One investigation revealed that a quarter of new mothers were abandoned by their midwives during labour, with some left to give birth on the floor or in corridors.
The second found that mistakes deemed so serious they should never happen are being made in hospitals five times a week.
And the third survey said thousands of patients have all but given up trying to secure appointments with their family doctor.
The reports come only a day after the NHS watchdog detailed a catalogue of failings at GP surgeries, including consulting rooms infested with maggots and patients being given dangerous, out-of-date drugs.
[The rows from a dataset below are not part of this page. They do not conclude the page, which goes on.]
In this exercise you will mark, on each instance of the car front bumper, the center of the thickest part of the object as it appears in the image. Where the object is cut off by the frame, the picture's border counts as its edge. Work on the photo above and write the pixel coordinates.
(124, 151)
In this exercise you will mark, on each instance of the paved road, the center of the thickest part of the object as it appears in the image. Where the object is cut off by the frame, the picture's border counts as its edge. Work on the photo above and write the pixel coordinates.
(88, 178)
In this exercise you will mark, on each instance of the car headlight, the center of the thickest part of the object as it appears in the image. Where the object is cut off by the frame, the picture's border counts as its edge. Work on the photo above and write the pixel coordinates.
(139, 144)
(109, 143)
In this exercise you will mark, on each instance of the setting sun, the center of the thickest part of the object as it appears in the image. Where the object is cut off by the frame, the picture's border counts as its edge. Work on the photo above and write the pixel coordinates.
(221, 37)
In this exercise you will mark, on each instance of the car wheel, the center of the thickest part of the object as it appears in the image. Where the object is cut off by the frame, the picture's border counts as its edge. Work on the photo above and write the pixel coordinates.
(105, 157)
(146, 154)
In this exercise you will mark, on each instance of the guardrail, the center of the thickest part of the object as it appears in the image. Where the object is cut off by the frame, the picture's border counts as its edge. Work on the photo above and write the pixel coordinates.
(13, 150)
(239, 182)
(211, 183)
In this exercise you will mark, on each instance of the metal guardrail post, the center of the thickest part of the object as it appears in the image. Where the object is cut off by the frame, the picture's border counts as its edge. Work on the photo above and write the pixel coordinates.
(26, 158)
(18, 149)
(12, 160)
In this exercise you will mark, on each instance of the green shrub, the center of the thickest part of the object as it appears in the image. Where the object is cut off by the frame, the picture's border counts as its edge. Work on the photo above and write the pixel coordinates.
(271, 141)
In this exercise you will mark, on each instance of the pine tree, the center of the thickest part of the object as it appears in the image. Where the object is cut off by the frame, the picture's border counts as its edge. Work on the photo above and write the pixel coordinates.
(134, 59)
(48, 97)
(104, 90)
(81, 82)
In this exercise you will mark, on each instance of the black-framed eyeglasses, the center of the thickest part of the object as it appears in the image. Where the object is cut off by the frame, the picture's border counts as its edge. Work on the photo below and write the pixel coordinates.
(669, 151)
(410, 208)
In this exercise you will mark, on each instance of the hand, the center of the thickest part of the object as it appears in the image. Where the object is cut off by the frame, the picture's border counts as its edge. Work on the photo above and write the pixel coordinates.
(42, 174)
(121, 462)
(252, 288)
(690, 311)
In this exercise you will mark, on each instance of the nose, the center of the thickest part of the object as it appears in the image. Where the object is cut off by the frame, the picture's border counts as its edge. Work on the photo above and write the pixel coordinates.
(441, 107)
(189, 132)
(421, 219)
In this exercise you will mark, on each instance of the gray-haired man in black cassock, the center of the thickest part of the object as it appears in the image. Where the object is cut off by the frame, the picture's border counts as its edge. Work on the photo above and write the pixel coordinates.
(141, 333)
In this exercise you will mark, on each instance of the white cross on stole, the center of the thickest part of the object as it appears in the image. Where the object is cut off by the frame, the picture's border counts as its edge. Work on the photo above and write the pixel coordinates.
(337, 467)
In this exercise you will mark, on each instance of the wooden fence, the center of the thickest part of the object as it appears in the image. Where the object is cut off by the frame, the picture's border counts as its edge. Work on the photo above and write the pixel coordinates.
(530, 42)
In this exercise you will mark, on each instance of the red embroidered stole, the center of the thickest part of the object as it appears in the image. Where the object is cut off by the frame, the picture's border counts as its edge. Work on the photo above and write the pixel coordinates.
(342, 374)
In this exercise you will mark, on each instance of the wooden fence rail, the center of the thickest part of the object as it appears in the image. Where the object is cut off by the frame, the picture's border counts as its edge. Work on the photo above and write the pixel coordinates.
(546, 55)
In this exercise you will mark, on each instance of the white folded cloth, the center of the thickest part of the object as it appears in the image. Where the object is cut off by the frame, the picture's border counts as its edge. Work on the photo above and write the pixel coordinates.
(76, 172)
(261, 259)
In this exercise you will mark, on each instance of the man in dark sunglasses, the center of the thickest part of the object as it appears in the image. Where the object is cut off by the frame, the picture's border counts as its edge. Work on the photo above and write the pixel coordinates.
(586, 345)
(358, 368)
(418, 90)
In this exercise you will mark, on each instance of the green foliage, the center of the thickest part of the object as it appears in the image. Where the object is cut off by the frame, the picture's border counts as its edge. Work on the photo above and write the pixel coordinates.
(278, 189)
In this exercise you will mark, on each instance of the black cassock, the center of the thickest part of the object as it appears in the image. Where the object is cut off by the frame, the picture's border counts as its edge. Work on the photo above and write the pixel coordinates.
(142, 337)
Public confidence in the Health Service is already at a record low following a run of inquiries exposing a culture of appalling patient care and bureaucratic cover-ups.
[…]
Police have even been called in to probe claims that staff at Colchester Hospital fiddled figures to hide the fact that some patients waited up to six months for cancer treatment.
It is no secret that Barack Obama, given his druthers, would have foisted a single-payer system on this country. Recall that early on, as health-care reform was being debated, many Democrats openly avowed their support for a “public option.” It died on the Senate floor, however, when a handful of conservative Democrats, led by then-Sen. Ben Nelson of Nebraska, said they’d vote the law down unless the public option were dropped.
Knowing all we do about Obamacare in its current form, we should all breathe a sigh of relief that the federal government’s meddling in the health care system wasn’t more pervasive. We are still far from out of the woods. Unless Obamacare is repealed or dies its own natural death in the next year or two, Paul Krugman’s dream could become the rest of America’s nightmare.